Katrin "Keti" Shitrit-Peretz (קְטָרִין שִׁטְרִית-פֶּרֶץ; born 22 January 1960) is an Israeli politician currently serving as a member of the Knesset for Likud. She previously held the role from 2019 to 2022.

==Biography==
Katrin Peretz was born in Casablanca, Morocco, to a Moroccan Jewish family. Her family immigrated to Israel in 1962 when she was an eighteen month old baby, initially living in a ma'abara in Lod. She was a participant in the Betar youth movement and received a BA in political science and an MA in public administration at Bar-Ilan University, also gaining a teacher training certificate at Beit Berl Academic College. She worked in schools in Beit Shemesh and Dimona and established a school for modern dance in Kfar Saba. She also headed the office of Beit Shemesh mayor Daniel Vaknin between 1993 and 2008, before serving as the city's Financial Director from 2008 until 2010, during which time she also lectured at Bar-Ilan University and the College of Management Academic Studies.
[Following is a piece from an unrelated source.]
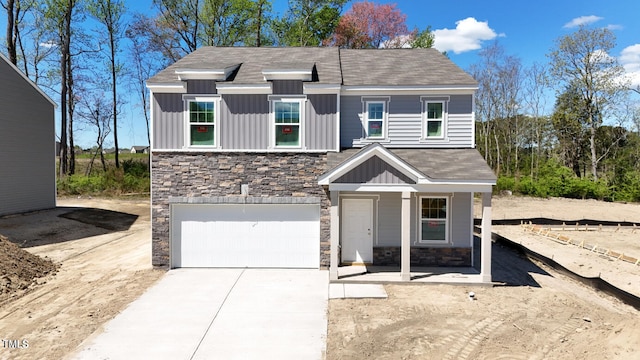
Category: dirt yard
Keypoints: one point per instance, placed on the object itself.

A long-time Likud activist, Shitrit headed the offices of Likud MKs Gideon Sa'ar and Yisrael Katz, before becoming a strategist for Jerusalem mayor Nir Barkat. She was placed thirty-first on the Likud list for the 2009 Knesset elections, but failed to win a seat as Likud won 27 seats. She was thirty-eighth on the joint Likud Yisrael Beiteinu list for the 2013 elections, but the alliance won only 31 seats. The following year she was forced to give up her place on the list (which would have allowed her to enter the Knesset as a replacement for a resigning MK) as she was working for Katz in the Ministry of Transportation. Between 2016 and 2019 she worked as an advisor to Nir Barkat. Prior to the April 2019 elections she was given the thirtieth place on the Likud list, and was elected to the Knesset as the party won 35 seats. She was subsequently re-elected in the early elections in September the same year, and again in 2020 and 2021. However, she lost her seat in the 2022 elections after being placed thirty-ninth on the Likud list. She returned to the Knesset on 15 February 2023 as a replacement for Miri Regev, who resigned under the Norwegian Law.
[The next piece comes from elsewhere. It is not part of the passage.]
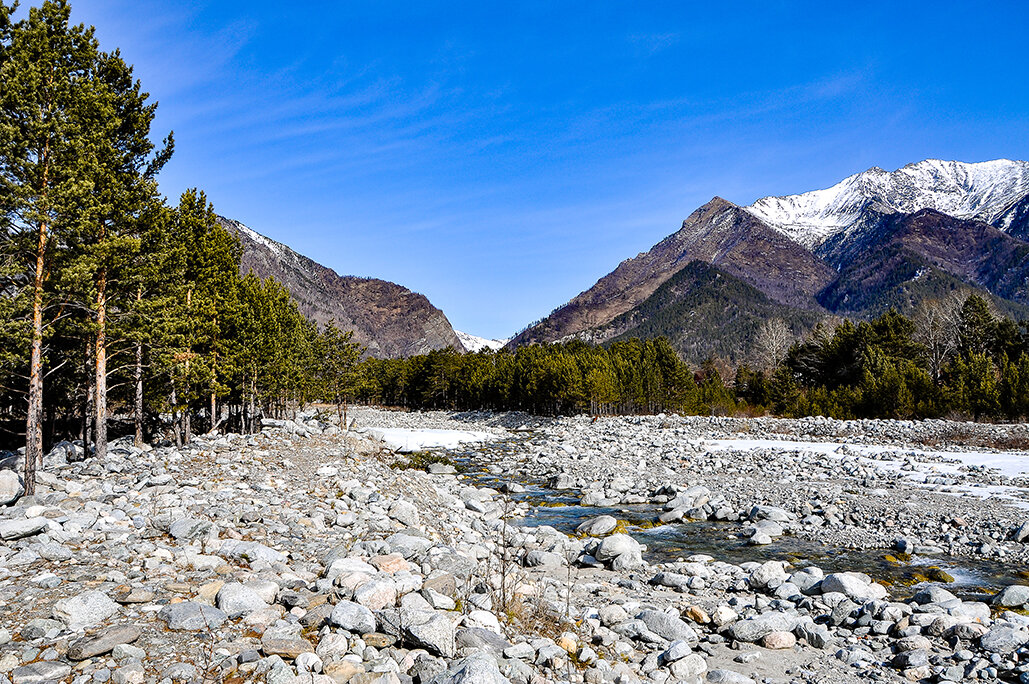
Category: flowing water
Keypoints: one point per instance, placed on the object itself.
(973, 579)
In 2024, Shitrit told Channel 14 "If you ask me personally, not as a member of the Knesset, I’d flatten Gaza. I have no sentimental feelings about it, because there’s no separating the murderers of women and children from the citizens of Gaza." Israeli state prosecutor Amit Aisman, in response to the International Court of Justice opening an investigation against Israel, considered charging Shitrit for incitement over this comment but decided against it.

Shitrit was appointed to the Knesset Special Committee for the Rights of the Child in August 2025, replacing Eliyahu Revivo.

Shitrit is married to Asher Shitrit. They have three children, and reside in Beit Shemesh. Her son Moshe is deputy mayor of the city.